這是吳天翔在視頻接通後對她說的第一句話。

他倚在床頭, 背後墊著枕頭,隨意的拍攝角度讓他看起來懶洋洋的。

沒有開燈的室內,遠處柔和變幻的熒光投射在他臉上, 也將他的雙眼映得更加明亮。

“你在看電視?”游嘉茵直接忽略了他的開場白, “你在酒店?”

“對。”

“今天是星期六哎,你怎麽沒出去玩?”

“太累了,不想出去。”他伸手打開床頭燈, 聲音裏帶著一絲沙啞的困倦:“今天我一整天都在Gateway, 八點多才回到市區,和同事吃過晚飯就回酒店了。”

屏幕隨即亮了起來。

燈光下,游嘉茵看清了他的T恤顏色。不是黑色而是藏藍,和她身上穿著的睡裙一樣,一個細微的巧合。

“那你為什麽不睡?”她表示不解,“現在已經兩點多了。”

“跟你一樣,我睡不著。”他把枕頭往下扯了扯,半躺在床上, 鏡頭幾乎懟著臉, 放大了他優越的五官細節, “反正明天不用工作,可以休息一整天, 隨便吧。”

“原來你拿我當陪聊啊。” 游嘉茵啞然失笑:“我就想嘛,你怎麽會無緣無故等我到現在。”

醉意讓她心情放松, 渾身輕飄飄的, 少了幾分拘束, 甚至有興致和他開玩笑。

吳天翔說:“我確實在等你。”

聲音通過揚聲器擴散, 幹脆的語氣把她噎住了。

“……等我幹什麽?”她陡然清醒, 表情和態度並沒有因為這句話而動搖, “我就去了你朋友的生日會,又不是什麽危險的地方。”

“不是你的問題。”

“那是誰的問題?”

“我想確認你安全到家。”他一語帶過,沒有正面回答。

“謝謝,但你不用擔心我。”她也順著他的話說下去,“我二十五歲了,能自己保護好自己。”

“二十四。”他糾正道,“你的生日在十月份。”

“差三個月而已,別那麽較真。”

“你準備怎麽慶祝?”

“不知道,還沒想過。”游嘉茵記得他的生日在五月底,便反問:“你當時是怎麽過的?”

“我不過生日。”

“……我能理解。”

如同對暗號般的兩句話後,雙方沈默下來。

“不說這個了。”

“還是說點別的吧。”

眼看氣氛就要變僵,他們又不約而同地開口轉移話題。

吳天翔問她:“你明天有什麽計劃?”

“睡到自然醒,打掃一下家裏,晚上去朋友家吃飯。你呢?”

“上午睡覺,醒來如果天氣好,我就去跑步。”他翻了個身,朝右側臥:“下午去美術館。”

屏幕中的畫面跟隨他的動作旋轉,肩膀後的白床單變成了緊拉著的銀灰色窗簾。

“你一個人去嗎?”

“對,怎麽了?”

“沒什麽,單純覺得佩服。”她在不知不覺中被他影響,身體向左靠去,“一個人吃飯,一個人逛街,一個人看電影,一個人去美術館,這在很多人看來,都是很簡單平常的事吧?但我卻做不到。這是我的問題,我從小就很怕‘一個人’。”

她在孤獨中長大。忙於工作的父母和他們破碎的婚姻讓她的內心充滿不安定感。

因此她喜愛熱鬧,渴望陪伴,害怕落單,總是習慣性地依賴身邊的人,靠他們的愛和關心確認自我價值。
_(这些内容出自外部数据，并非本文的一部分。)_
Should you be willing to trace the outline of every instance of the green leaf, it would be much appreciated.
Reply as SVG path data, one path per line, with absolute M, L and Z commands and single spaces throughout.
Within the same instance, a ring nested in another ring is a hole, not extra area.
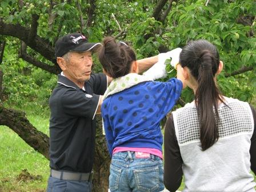
M 64 15 L 63 11 L 58 10 L 57 13 L 58 13 L 58 14 L 61 17 L 62 17 L 63 15 Z

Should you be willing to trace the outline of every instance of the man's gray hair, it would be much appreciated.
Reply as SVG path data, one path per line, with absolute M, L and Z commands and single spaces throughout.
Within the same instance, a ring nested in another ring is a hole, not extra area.
M 66 54 L 65 54 L 64 55 L 62 56 L 62 58 L 65 59 L 66 61 L 69 62 L 69 58 L 70 58 L 70 52 L 67 52 Z

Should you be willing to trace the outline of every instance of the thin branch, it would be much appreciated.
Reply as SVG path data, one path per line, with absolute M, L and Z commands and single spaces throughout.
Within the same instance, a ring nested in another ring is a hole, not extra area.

馬上要到二十五歲,她依舊無法把自己的狀態稱作“獨立”。

“既然這樣,你為什麽要出國?”吳天翔把胳膊墊在頭下,茫然地看著她,“遠離上海的家人和朋友,不會讓你覺得更孤單嗎?”

溫柔寂靜的夏日深夜,他們身處兩座城市,在各自的床上側臥。一個向左,一個向右,透過手機屏幕註視彼此,仿佛真的在面對面長談。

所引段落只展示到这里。